About SCULPT for Accessibility
What is SCULPT?
Beyond our specialist and skilled web team, our aim with SCULPT for Accessibility is to raise basic awareness and skills across the wider workforce. It is a beginners guide to the basics of everyday inclusive digital practice.
We want people to know how to apply the basic principles of digital accessibility into all documents and content they produce.
We are keen to make sure that the content we create for our customers and colleagues can be used by everyone, including those on assistive technology or screen readers.
Getting the basics of inclusive digital practice right is the first step, and SCULPT helps us to underpin the first steps of basic awareness and the skills that everyone across the workforce can learn.
SCULPT came from research
SCULPT came out of research to understand user needs, and to address basic digital accessibility awareness and training requirements for a wider workforce approach.
The full journey to develop SCULPT can be read at AbilityNet: Everyone can SCULPT for Accessibility.

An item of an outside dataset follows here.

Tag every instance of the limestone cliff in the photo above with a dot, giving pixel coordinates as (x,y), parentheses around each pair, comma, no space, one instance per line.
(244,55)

SCULPT is a simple acronym of six basics, a visual identity and underlying framework to introduce digital accessibility in a bite-sized approachable way.
Letter by letter SCULPT outlines the importance of some simple adaptions to content or documents that can be understood and applied by anyone at a basic level, whatever digital skills level they are at.
SCULPT started life as a basic PDF guide, but this was soon developed into a series of internal web pages and then this website.
SCULPT is six basic principles of guidance
- Structure (use headings and styles)
- Colour and contrast
- Use of images
- Links (hyperlinks)
- Plain English
- Table structure
We have developed a SCULPT workforce model to weave these six SCULPT principles as a minimum standard into everything we do.
To help with an accessibility awareness campaign the SCULPT printable infographic poster was used an easy way for people to recognise and remember the acronym of how to SCULPT content for basic accessibility.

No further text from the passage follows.